McGonagall hocha la tête puis répondit:
-Oui. Mais je ne suis pas en mesure de le voir pour l'instant. Ses seules conditions sont que je n'en parle à personne d'autres qu'à vous ou lui.
Khorine secouait la tête.
-Vous avez vraiment négocié avec ce meurtrier?
-Je n'avais pas le choix; rétorqua sèchement son professeur en se redressant pour la fixer de ses yeux gris aux reflets dorés. Je n'avais pas le choix si je voulais vous récupérer en vie.
Khorine allait répliquer… Elle se contenta de secouer la tête et elles tombèrent toutes les deux dans le mutisme. Les minutes s'égrainèrent. Elle ne le dirait pas mais voir un visage allié lui faisait chaud au cœur, elle était heureuse de voir sa directrice de maison. Quant au professeur McGonagall, elle détaillait discrètement toutes les marques de tortures distinctes sur le corps de son élève. Après un long silence, Khorine murmura:
-Mais qu'est-ce qu'il veut? Pourquoi est-ce qu'il m'a sauvée?

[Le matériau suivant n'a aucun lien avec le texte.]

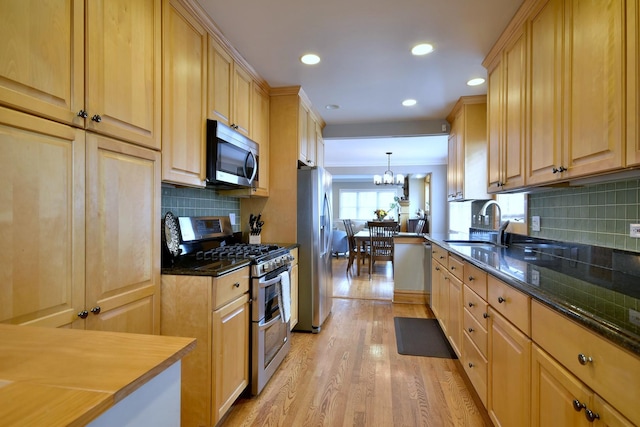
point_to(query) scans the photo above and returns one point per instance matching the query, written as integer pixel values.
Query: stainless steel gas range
(207, 246)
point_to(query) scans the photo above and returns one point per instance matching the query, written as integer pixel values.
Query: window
(360, 204)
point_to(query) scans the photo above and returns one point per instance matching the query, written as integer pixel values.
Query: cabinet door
(123, 243)
(42, 58)
(544, 142)
(303, 133)
(231, 354)
(220, 83)
(319, 146)
(452, 164)
(123, 69)
(514, 113)
(260, 133)
(183, 97)
(242, 92)
(42, 213)
(495, 132)
(633, 83)
(593, 132)
(553, 391)
(509, 373)
(455, 314)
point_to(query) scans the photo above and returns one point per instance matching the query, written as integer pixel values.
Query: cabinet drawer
(230, 286)
(512, 304)
(456, 267)
(476, 332)
(440, 255)
(477, 306)
(476, 279)
(476, 367)
(611, 371)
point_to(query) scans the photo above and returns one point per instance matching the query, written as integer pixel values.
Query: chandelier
(388, 177)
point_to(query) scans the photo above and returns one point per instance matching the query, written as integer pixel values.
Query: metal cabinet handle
(591, 416)
(583, 359)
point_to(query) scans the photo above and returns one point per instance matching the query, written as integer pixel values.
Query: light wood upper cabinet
(230, 90)
(544, 133)
(123, 243)
(184, 97)
(467, 163)
(633, 83)
(42, 58)
(42, 213)
(594, 81)
(117, 87)
(123, 80)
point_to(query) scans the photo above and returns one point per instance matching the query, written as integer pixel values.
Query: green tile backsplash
(199, 202)
(597, 214)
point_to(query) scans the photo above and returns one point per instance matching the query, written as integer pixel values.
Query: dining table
(361, 238)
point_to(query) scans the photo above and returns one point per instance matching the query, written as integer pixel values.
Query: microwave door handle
(255, 169)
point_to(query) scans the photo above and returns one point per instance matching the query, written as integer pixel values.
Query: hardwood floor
(350, 374)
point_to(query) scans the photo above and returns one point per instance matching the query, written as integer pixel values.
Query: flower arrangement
(380, 214)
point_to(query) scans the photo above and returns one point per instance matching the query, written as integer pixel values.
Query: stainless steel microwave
(232, 158)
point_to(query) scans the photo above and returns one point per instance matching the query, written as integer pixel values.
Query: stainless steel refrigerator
(315, 279)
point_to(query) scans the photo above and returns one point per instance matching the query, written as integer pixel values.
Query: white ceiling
(366, 65)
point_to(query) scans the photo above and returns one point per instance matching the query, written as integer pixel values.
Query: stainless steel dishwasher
(427, 272)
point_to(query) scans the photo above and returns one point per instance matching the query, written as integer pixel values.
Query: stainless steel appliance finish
(208, 247)
(270, 334)
(232, 158)
(315, 281)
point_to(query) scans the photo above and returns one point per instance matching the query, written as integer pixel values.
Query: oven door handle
(275, 279)
(269, 323)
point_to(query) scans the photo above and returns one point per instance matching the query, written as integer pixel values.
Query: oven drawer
(230, 286)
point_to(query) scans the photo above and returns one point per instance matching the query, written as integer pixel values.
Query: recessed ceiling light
(310, 59)
(475, 82)
(422, 49)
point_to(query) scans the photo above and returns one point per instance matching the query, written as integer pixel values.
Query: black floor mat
(422, 337)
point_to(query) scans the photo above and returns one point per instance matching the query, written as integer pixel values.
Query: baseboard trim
(409, 297)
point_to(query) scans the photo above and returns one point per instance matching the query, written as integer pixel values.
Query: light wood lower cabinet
(508, 402)
(560, 398)
(216, 312)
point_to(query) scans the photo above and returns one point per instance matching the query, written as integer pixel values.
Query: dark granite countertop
(597, 287)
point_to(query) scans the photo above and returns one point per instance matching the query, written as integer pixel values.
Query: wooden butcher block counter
(64, 377)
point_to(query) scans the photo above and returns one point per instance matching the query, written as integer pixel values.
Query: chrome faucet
(502, 226)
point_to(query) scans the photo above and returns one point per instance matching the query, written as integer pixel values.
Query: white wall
(439, 208)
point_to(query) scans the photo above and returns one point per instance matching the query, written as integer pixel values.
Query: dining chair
(381, 242)
(353, 247)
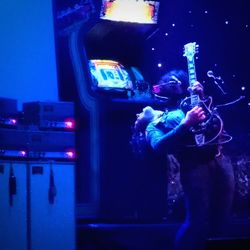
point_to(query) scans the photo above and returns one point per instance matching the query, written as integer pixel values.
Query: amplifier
(36, 140)
(49, 115)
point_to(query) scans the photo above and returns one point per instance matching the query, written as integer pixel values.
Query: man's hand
(197, 88)
(194, 116)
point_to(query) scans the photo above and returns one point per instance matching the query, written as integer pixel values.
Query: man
(206, 174)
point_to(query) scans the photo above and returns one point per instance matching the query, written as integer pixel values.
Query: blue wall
(27, 51)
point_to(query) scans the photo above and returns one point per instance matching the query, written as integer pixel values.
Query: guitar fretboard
(192, 79)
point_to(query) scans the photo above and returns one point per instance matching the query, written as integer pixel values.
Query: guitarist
(206, 173)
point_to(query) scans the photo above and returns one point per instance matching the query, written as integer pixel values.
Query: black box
(48, 115)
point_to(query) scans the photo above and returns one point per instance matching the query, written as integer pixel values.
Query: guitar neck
(192, 79)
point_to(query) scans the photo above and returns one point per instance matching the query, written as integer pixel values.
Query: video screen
(109, 74)
(136, 11)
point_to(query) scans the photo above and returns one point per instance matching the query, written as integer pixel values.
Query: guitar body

McGonagall secoua la tête sans répondre, elle non plus ne comprenait pas. Ce ne pouvait pas être dans l'intérêt de Voldemort. A moins qu'il tienne à ce que Potter voit les blessures de son amie. Non… Ou peut-être qu'il l'avait conditionnée pour les attaquer, pour atteindre Potter en traversant toutes leurs barrières de protection. Non… Non, elle ne comprenait pas.
-Tout ce que je peux vous demander c'est d'être extrêmement prudente Miss Lumare. Ne lui faîtes jamais confiance.

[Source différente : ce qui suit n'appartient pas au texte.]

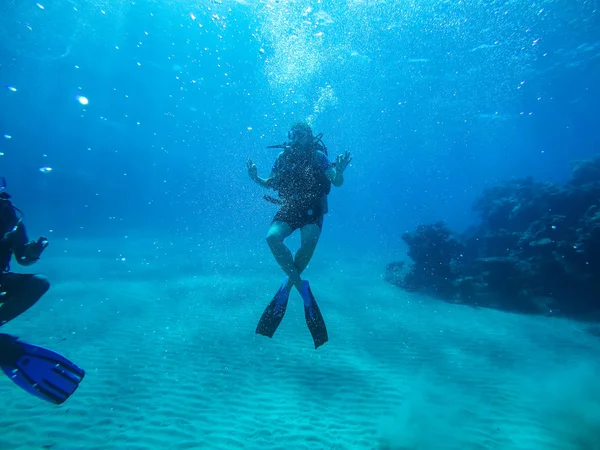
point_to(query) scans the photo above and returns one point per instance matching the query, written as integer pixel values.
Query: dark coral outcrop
(536, 249)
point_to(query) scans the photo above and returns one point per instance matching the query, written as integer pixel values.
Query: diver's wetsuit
(18, 292)
(303, 187)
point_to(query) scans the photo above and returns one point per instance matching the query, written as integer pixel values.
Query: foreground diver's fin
(314, 319)
(41, 372)
(274, 312)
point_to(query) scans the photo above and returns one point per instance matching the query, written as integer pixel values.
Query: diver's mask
(300, 138)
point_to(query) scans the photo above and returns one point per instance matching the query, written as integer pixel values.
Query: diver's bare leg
(309, 237)
(275, 237)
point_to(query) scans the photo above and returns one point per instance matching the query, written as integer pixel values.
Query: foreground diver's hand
(252, 169)
(34, 249)
(342, 161)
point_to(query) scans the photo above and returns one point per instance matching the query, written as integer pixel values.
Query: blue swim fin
(41, 372)
(314, 318)
(274, 312)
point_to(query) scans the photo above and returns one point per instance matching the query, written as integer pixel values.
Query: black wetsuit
(303, 187)
(18, 292)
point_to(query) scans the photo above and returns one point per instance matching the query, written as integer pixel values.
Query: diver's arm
(19, 241)
(262, 182)
(335, 176)
(26, 253)
(335, 173)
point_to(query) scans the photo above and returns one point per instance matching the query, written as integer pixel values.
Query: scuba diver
(302, 175)
(40, 372)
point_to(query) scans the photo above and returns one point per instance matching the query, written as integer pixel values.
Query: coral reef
(536, 249)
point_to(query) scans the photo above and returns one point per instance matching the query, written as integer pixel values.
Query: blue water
(436, 100)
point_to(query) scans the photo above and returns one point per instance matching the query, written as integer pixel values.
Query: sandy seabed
(165, 333)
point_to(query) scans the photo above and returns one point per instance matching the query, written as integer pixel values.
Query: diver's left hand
(342, 161)
(34, 249)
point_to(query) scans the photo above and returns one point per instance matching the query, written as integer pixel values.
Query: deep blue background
(431, 117)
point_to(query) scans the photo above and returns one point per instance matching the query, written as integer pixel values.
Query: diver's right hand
(34, 249)
(252, 170)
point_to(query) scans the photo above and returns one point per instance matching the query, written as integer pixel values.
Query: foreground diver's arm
(336, 172)
(27, 253)
(253, 172)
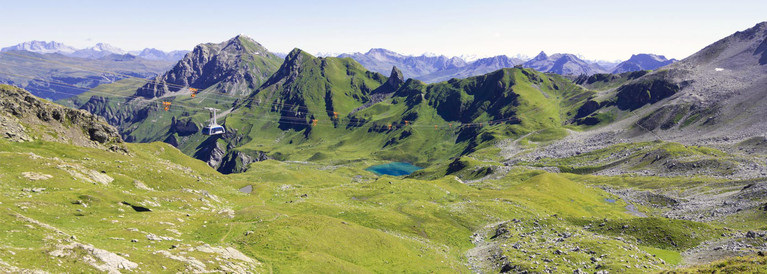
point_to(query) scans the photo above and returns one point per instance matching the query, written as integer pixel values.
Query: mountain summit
(643, 61)
(42, 47)
(564, 64)
(237, 66)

Khorine crispa les mâchoires jusqu'à réveiller la douleur dans son os tout juste reconstitué:
-Ça ne risque pas.
La vieille McGonagall lui donna encore d'autres conseils puis se leva, elle avait une réunion avec d'anciens membres de l'AD, elle avait fait en sorte de lui gagner trente minutes pour souffler, loin de Rogue.
-Merci professeur; souffla Khorine en souriant.

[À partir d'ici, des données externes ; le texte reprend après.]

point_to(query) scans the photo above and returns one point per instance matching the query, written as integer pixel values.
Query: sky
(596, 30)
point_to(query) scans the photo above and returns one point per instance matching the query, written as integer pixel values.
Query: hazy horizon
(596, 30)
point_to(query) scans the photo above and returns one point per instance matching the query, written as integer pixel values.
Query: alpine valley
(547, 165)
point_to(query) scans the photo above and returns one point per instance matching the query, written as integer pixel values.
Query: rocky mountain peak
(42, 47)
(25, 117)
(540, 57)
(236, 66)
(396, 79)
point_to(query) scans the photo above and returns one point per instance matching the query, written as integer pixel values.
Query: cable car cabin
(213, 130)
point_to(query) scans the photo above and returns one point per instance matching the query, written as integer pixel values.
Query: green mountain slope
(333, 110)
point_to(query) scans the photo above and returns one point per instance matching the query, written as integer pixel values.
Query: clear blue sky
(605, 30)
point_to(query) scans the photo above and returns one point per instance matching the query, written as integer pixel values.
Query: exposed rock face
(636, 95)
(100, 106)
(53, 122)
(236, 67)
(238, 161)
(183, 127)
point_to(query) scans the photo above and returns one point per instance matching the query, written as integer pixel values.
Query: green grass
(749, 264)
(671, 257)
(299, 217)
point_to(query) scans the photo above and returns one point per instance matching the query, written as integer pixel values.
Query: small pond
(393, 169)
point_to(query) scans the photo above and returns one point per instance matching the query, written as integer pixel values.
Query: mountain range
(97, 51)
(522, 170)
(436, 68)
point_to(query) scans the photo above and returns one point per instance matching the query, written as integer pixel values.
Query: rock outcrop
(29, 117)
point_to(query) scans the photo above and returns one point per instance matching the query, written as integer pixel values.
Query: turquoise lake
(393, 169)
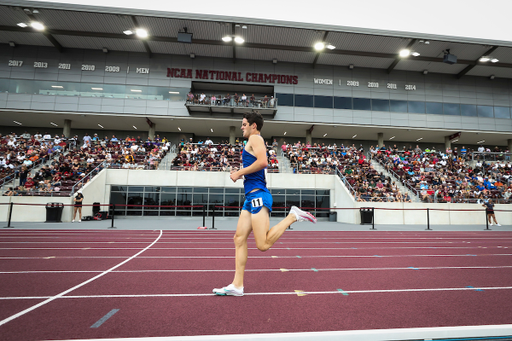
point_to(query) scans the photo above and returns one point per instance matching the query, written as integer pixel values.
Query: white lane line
(370, 291)
(260, 270)
(21, 313)
(423, 333)
(273, 249)
(257, 257)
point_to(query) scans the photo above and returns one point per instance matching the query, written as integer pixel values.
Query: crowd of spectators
(76, 163)
(228, 100)
(221, 157)
(449, 176)
(364, 182)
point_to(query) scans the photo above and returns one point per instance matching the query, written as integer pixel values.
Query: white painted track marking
(21, 313)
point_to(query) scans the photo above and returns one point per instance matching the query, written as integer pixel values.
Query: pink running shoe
(302, 215)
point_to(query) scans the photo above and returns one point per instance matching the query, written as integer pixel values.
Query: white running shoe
(302, 215)
(229, 290)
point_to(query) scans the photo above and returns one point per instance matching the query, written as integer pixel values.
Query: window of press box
(285, 99)
(323, 102)
(342, 102)
(398, 106)
(416, 107)
(380, 105)
(304, 101)
(468, 110)
(451, 109)
(362, 104)
(501, 112)
(434, 108)
(485, 111)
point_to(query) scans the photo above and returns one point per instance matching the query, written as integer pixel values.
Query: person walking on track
(257, 205)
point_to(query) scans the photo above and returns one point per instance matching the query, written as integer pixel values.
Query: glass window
(398, 106)
(342, 102)
(323, 102)
(380, 105)
(434, 108)
(484, 111)
(468, 110)
(4, 85)
(285, 99)
(502, 112)
(362, 104)
(416, 107)
(303, 101)
(451, 109)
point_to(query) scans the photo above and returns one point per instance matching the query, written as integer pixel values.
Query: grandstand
(331, 116)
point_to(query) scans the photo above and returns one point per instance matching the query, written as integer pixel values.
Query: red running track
(309, 281)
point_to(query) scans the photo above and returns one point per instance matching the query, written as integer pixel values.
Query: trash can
(366, 215)
(333, 216)
(95, 208)
(54, 212)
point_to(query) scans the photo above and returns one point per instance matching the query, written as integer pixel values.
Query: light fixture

-Courage; lui répondit son professeur avant de quitter le bureau directorial.
Ce sourire après toutes ces tortures alors qu'elle n'était qu'une enfant. Tous, Potter, Granger, Weasley, tous ses élèves n'étaient encore que des enfants. Albus et elle n'avaient pas su les protéger…
Restée seule devant le large bureau dorée Khorine soupira et se recroquevilla, la tête dans les bras. Il lui avait fallu toute son énergie pour rester assise, droite, aussi longtemps. Elle ne savait pas que sa faiblesse venait des ravages du venin de Nagini sur ses tissus pulmonaires et musculaires. Elle se sentait seulement fatiguée, très fatiguée, sans raison. La jeune sorcière ferma les yeux et sombra dans l'inconscience. Lorsqu'elle les rouvrit, une dizaine de minutes plus tard, elle avait un goût pâteux dans la bouche et se sentait observée.
Elle balaya la pièce du regard. Il n'y avait personne, personne, rien d… Elle sursauta violemment en croisant les yeux bleus de Dumbledore.
-Miss Lumare; la salua-t-il.
-P… professeur Dumbledore; répondit-elle alors que tous les autres directeurs ronflaient ou avaient disparu.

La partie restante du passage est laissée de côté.